Snow Falling on Cedars
From the publisher: "As a Japanese-American fisherman stands trial for murder on an island in Puget Sound, snow blankets the countryside. The whiteness covers the courthouse, but it cannot conceal the memories at work inside: the internment of Japanese Americans during World War II, an unrequited love, and the ghosts of racism that still haunt the islanders. First novels rarely attract as much attention as Snow Falling on Cedars. Remaining on best seller lists for months, it has cast a spell on listeners across the country."

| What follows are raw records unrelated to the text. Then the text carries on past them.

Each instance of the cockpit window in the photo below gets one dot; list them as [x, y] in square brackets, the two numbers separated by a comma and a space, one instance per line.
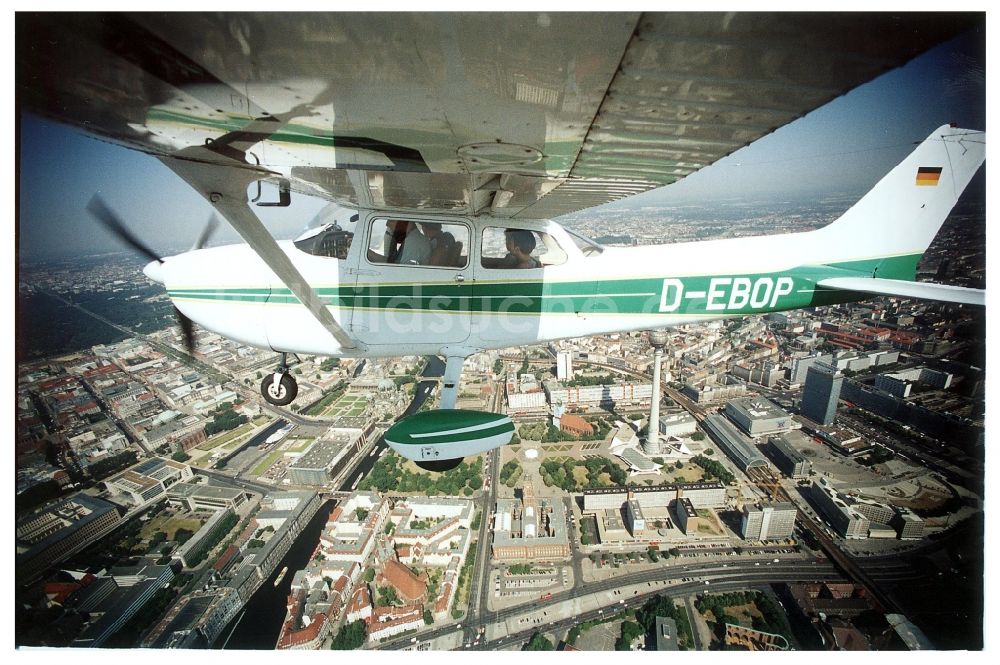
[329, 234]
[419, 243]
[586, 246]
[520, 249]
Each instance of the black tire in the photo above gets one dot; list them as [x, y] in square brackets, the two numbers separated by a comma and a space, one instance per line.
[284, 395]
[438, 466]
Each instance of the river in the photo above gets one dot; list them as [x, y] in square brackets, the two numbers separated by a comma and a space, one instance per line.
[258, 627]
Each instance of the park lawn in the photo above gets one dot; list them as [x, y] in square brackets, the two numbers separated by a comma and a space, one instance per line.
[169, 526]
[225, 437]
[301, 444]
[744, 613]
[709, 522]
[691, 473]
[266, 463]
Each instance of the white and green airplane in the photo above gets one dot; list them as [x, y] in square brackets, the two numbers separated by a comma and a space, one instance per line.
[452, 170]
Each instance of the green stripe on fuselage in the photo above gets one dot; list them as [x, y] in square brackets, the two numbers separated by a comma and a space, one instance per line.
[709, 295]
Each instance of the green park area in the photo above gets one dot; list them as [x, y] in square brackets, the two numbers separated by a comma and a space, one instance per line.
[340, 406]
[298, 444]
[266, 463]
[224, 438]
[170, 525]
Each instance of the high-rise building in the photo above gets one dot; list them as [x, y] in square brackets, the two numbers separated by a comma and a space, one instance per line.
[768, 522]
[564, 365]
[822, 390]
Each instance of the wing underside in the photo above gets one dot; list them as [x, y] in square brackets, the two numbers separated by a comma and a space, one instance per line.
[529, 115]
[904, 289]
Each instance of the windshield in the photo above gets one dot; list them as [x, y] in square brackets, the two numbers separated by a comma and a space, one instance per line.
[586, 246]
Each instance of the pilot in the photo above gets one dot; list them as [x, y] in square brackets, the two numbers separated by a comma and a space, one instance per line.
[407, 246]
[442, 243]
[520, 244]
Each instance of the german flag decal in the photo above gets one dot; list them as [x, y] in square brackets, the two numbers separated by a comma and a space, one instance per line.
[928, 176]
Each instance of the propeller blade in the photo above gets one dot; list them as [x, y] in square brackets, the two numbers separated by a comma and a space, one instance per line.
[187, 329]
[113, 223]
[206, 233]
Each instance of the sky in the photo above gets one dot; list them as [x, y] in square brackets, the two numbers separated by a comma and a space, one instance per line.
[842, 147]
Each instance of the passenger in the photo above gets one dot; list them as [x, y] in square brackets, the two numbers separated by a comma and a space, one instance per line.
[520, 244]
[442, 244]
[408, 246]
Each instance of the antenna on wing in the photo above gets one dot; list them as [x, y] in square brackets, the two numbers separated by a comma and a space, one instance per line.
[113, 223]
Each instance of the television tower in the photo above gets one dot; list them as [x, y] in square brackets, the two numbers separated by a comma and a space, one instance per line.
[651, 446]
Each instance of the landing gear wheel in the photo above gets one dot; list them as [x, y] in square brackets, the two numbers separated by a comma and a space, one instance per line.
[281, 394]
[439, 466]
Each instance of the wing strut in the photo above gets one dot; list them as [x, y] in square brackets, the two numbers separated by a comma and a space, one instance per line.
[219, 172]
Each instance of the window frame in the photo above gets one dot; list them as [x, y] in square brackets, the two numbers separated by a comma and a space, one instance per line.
[542, 234]
[470, 229]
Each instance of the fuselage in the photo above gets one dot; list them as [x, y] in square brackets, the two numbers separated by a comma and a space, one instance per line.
[576, 290]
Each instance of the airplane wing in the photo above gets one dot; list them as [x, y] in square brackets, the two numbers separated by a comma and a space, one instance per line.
[894, 287]
[528, 115]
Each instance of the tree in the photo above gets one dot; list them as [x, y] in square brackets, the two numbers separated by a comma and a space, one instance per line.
[538, 642]
[351, 636]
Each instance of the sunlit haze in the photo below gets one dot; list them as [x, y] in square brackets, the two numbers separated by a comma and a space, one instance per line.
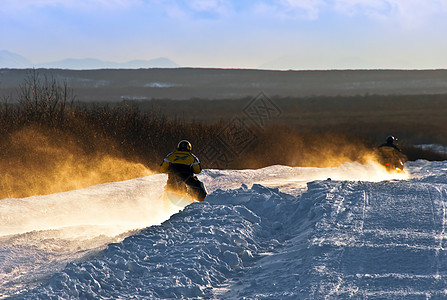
[282, 34]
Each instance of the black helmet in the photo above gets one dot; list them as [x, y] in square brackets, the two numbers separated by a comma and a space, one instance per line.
[391, 139]
[184, 145]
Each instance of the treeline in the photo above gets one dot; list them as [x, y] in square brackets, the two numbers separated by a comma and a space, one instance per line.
[49, 140]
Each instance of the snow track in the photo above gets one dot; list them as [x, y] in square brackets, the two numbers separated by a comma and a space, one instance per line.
[334, 239]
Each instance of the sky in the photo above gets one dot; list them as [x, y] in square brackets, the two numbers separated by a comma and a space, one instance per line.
[281, 34]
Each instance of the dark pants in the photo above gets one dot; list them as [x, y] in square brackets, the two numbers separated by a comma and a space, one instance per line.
[196, 187]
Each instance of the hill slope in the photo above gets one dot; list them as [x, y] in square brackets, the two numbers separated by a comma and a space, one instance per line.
[332, 239]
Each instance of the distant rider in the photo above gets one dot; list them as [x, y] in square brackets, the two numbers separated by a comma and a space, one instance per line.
[181, 165]
[391, 155]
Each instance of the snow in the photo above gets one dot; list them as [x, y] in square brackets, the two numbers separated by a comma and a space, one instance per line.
[353, 231]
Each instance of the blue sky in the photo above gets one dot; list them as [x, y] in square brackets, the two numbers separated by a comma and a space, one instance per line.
[281, 34]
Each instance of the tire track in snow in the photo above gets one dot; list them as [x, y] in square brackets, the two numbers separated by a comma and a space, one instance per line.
[377, 232]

San Piedro Island, north of Puget Sound, is a place so isolated that no one who lives there can afford to make enemies. But in 1954 a local fisherman is found suspiciously drowned, and a Japanese American named Kabuo Miyamoto is charged with his murder. In the course of the ensuing trial, it becomes clear that what is at stake is more than a man’s guilt. For on San Pedro, memory grows as thickly as cedar trees and the fields of ripe strawberries–memories of a charmed love affair between a white boy and the Japanese girl who grew up to become Kabuo’s wife; memories of land desired, paid for, and lost. Above all, San Piedro is haunted by the memory of what happened to its Japanese residents during World War II, when an entire community was sent into exile while its neighbors watched. Gripping, tragic, and densely atmospheric, Snow Falling on Cedars is a masterpiece of suspense– one that leaves us shaken and changed.